Get the Right Software and Hardware
These days cheap, or even free software can do a professional job of editing. The basic video software for Macs is iMovie, and for the PC, Adobe’s Première Elements is a good place to start. The more complex software available may give you more freedom and choice, but for the beginner, these packages can be overwhelming and very pricey. Any new computer should be capable of editing film footage, and even a ten-year-old PC should be able to handle basic video editing software. Video editing takes up a lot of hard drive space, so keep your hard drive clean and get rid of footage you’re not using (but be careful not to delete footage you ARE using!). Investing in a new hard drive to store your video footage on is probably a good idea. The output format will depend on its destination.
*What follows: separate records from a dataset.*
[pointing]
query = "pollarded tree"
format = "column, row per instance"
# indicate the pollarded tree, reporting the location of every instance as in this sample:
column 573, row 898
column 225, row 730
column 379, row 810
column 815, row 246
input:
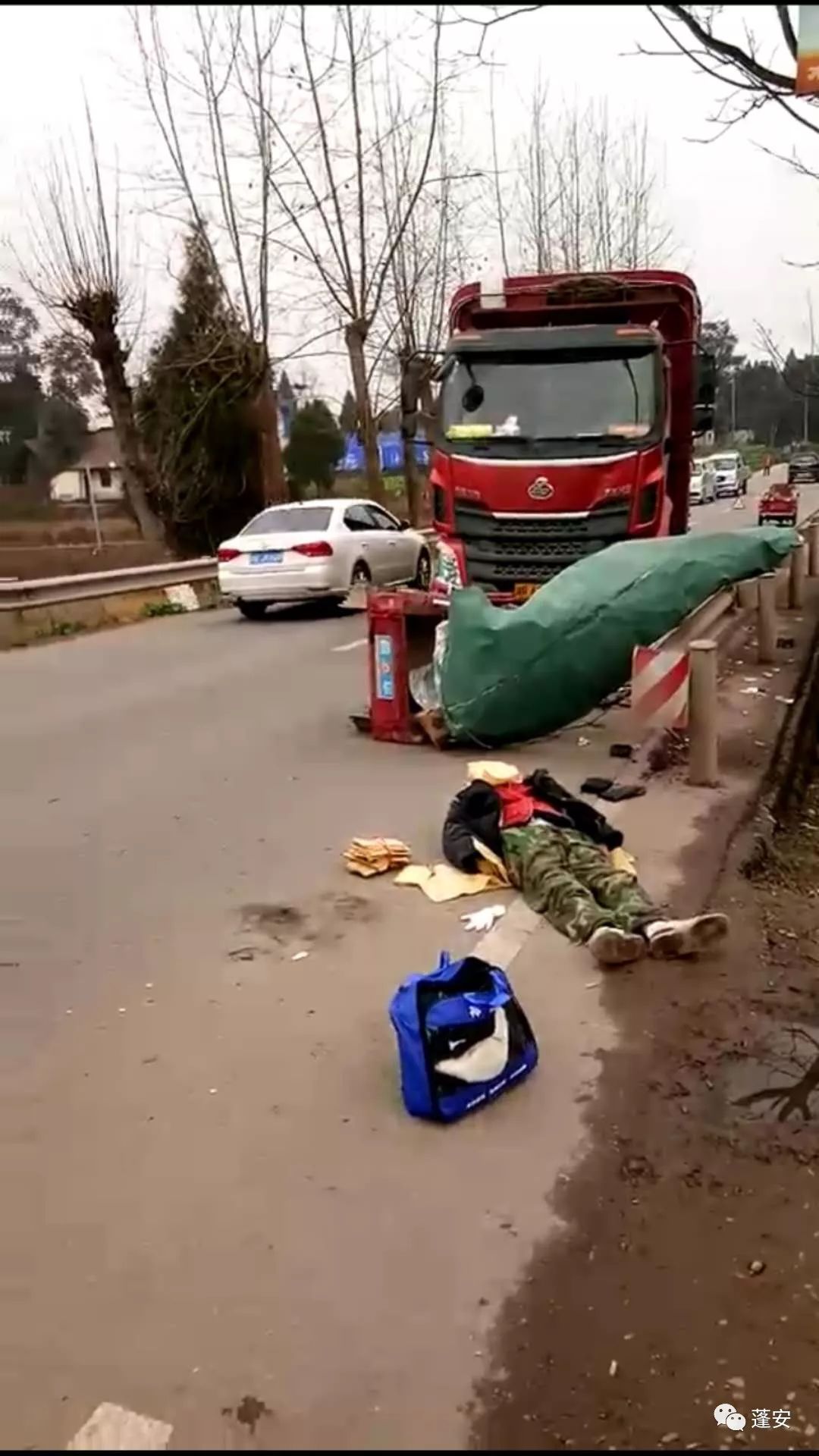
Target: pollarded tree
column 196, row 408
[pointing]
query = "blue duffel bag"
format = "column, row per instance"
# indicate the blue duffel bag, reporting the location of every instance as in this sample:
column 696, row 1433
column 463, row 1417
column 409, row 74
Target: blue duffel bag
column 463, row 1009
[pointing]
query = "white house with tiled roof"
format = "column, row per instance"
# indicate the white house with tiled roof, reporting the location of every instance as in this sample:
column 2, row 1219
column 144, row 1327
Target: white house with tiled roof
column 96, row 469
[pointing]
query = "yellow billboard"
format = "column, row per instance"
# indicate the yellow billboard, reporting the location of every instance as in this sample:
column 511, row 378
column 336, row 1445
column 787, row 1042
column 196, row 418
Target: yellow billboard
column 808, row 53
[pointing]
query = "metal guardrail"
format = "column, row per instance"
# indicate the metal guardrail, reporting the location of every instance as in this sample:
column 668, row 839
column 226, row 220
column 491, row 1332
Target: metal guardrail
column 53, row 592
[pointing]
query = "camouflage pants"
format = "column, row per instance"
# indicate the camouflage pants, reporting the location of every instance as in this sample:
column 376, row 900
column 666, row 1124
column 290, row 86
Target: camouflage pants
column 570, row 880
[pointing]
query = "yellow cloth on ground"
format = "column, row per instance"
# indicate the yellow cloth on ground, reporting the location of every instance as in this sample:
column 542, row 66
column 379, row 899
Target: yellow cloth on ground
column 493, row 770
column 623, row 861
column 442, row 883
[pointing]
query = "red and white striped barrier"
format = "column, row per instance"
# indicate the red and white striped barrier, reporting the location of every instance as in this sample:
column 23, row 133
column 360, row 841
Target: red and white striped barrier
column 659, row 686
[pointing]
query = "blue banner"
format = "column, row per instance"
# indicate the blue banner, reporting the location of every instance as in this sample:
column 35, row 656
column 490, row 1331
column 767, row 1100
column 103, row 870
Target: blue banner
column 391, row 455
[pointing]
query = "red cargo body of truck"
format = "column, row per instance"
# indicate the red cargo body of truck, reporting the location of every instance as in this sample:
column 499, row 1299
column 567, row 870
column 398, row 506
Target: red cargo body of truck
column 566, row 422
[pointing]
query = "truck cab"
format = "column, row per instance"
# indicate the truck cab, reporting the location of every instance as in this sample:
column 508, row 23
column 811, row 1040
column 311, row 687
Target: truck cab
column 564, row 422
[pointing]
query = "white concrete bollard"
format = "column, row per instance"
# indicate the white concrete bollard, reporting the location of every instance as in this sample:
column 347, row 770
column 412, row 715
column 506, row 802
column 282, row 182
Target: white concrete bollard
column 748, row 595
column 767, row 623
column 703, row 759
column 798, row 574
column 814, row 549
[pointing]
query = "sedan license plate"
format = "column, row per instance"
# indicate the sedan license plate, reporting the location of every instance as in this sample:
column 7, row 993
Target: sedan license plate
column 265, row 558
column 523, row 590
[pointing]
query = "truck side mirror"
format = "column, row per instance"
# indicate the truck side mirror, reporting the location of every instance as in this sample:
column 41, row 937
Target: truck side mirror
column 706, row 394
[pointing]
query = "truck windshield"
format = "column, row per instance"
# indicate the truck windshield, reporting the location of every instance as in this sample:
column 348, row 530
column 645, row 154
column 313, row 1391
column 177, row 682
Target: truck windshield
column 551, row 398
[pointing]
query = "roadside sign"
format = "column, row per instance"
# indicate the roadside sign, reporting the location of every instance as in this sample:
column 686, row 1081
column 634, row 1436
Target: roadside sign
column 659, row 686
column 808, row 52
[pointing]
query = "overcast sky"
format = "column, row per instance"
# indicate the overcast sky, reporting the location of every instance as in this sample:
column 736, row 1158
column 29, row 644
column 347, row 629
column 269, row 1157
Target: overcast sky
column 738, row 215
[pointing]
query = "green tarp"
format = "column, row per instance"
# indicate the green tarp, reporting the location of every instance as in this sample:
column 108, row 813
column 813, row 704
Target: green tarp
column 510, row 674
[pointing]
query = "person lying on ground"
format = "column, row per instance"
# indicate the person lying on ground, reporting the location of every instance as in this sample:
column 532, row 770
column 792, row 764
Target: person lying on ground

Highly compressed formats are best for streaming over the internet (Quicktime is the most universal), DVDs are great for sending out to press and media, and a DigiBeta tape is needed for TV broadcasts (something you’ll need to get made up at a professional production company).
How many videos have you seen on MTV that consist of the band playing in a club, with the lights flashing whilst the audience jump up and down? Exactly. Try and think of something different when you make your video. Filming a Hollywood blockbuster on a shoestring budget will generally look crap! One of the most interesting videos I’ve seen recently was of the band playing in the back of a transit van while it went through a car wash – the only cost was the car wash fee. From this simple idea, they made an interesting and quirky video that was premiered on MTV Europe.